Phase locking: the neural responses synchronise to the stereocilias’ vibrations, resulting in a burst of action potential. Each auditory nerve is tuned to a “best frequency” which is the ideal frequency to synchronise and send an action potential

Frequency decomposition along the Basilar Membrane

Processing of frequencies vary along the basilar membrane (this is frequency decomposition)

The base processes higher frequencies, while the apex processes low frequencies

Topogaphic organisation = this frequency decomposition carries on up to the cerebral levels (A1 etc)

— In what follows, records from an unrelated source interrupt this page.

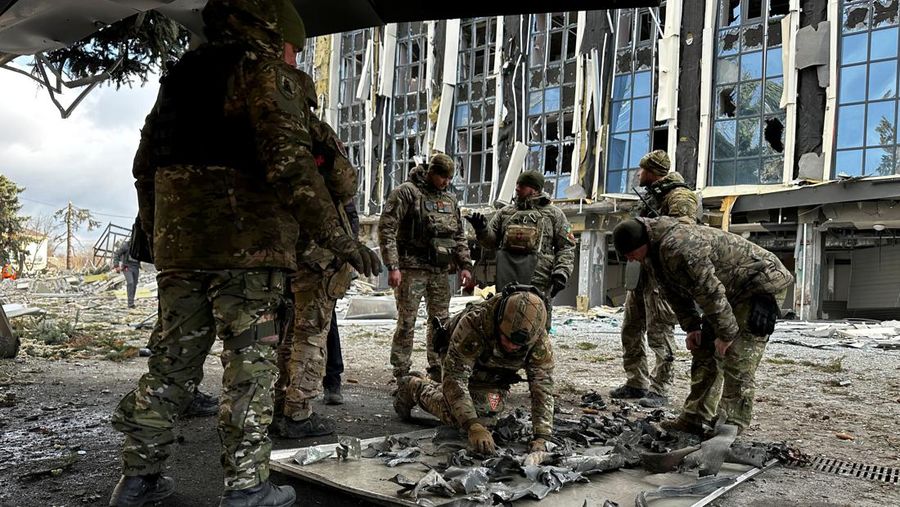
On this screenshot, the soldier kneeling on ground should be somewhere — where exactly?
[394,285,553,454]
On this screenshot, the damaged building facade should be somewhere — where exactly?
[298,0,900,319]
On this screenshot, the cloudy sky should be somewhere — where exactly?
[0,65,158,241]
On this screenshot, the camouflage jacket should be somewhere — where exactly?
[640,171,700,223]
[378,166,472,272]
[443,297,554,435]
[132,0,344,269]
[478,192,575,292]
[640,217,794,341]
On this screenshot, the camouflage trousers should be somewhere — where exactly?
[112,269,284,490]
[622,278,677,396]
[275,271,337,421]
[391,269,450,378]
[683,294,784,429]
[407,378,509,427]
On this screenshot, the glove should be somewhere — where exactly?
[469,423,497,455]
[327,235,381,276]
[550,274,566,298]
[529,437,547,452]
[466,213,487,232]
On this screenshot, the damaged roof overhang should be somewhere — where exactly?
[731,177,900,213]
[0,0,659,55]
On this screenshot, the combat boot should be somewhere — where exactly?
[394,372,422,420]
[109,474,175,507]
[219,481,297,507]
[609,384,648,400]
[181,389,219,418]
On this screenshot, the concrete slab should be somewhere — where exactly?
[271,429,751,507]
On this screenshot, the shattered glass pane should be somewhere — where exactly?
[741,24,764,51]
[869,59,897,100]
[631,97,652,130]
[734,158,760,185]
[628,132,650,167]
[737,118,760,157]
[607,134,628,169]
[719,28,741,56]
[865,147,894,176]
[866,100,897,146]
[719,0,741,27]
[766,48,782,77]
[713,120,736,159]
[713,160,734,185]
[841,33,869,65]
[741,51,762,81]
[834,150,863,176]
[759,157,784,184]
[837,104,866,148]
[869,28,898,60]
[610,100,631,132]
[843,3,869,33]
[763,116,784,155]
[716,86,737,118]
[613,74,631,100]
[616,49,634,74]
[634,46,653,70]
[763,78,784,113]
[716,56,739,84]
[872,0,898,28]
[634,72,650,97]
[738,81,760,116]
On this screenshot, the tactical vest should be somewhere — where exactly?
[398,187,461,268]
[151,45,256,168]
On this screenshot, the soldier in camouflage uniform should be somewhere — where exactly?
[110,0,378,506]
[394,285,553,454]
[610,150,698,408]
[466,171,575,316]
[272,59,357,438]
[378,157,472,381]
[613,217,793,434]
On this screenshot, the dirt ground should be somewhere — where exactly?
[0,294,900,507]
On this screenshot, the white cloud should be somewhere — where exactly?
[0,67,158,244]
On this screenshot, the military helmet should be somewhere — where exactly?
[613,218,650,256]
[497,291,547,346]
[638,150,672,176]
[428,153,456,178]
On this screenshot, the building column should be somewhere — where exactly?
[575,230,607,311]
[794,222,825,320]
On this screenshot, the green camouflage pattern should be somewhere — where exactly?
[622,271,677,396]
[112,269,284,490]
[478,192,575,293]
[378,165,472,273]
[391,269,450,378]
[440,297,554,435]
[639,171,700,223]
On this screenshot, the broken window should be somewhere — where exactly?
[525,12,578,199]
[450,18,497,204]
[834,0,900,176]
[710,0,788,185]
[336,29,370,204]
[606,4,669,193]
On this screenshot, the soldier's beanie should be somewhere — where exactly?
[638,150,672,176]
[428,153,456,178]
[275,0,306,51]
[499,292,547,345]
[516,171,544,192]
[613,218,650,256]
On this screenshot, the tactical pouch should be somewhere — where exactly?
[428,238,456,268]
[747,294,781,336]
[503,224,541,253]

Tonotopy → the specific name for this frequency organisation along the auditory pathway

“Place” model

Zone of maximum excitation on the basilar membrane

WHERE the neuron fires

“Rate” model

The timing in between each neuron firing

The maximum action potential is shared among multiple neurons as one neuron cannot deal with all of the auditory processing/firing

HOW FAST neurons fire over time

Auditory pathway

Cochlear nucleus (brainstem) → Superior olivary complex (pons; passes to other side of brain) → inferior colliculus (midbrain) → Medial geniculate nucleus (thalamus) → Auditory cortex

Some information stays on the same side of brain (ipsilateral) for sound localisation

Auditory core region

A1, Rostral core, Rostrotemporal core

• A1 is the first order of auditory reception and deals with raw sounds, rostral and rostrotemporal get more complex

• Has topographic organisation which moves from low to high frequencies in each region

• Characteristic frequency = Dominant frequency in a system’s spectrum. Measured by frequency (Hz) : Amplitude (dB SPL)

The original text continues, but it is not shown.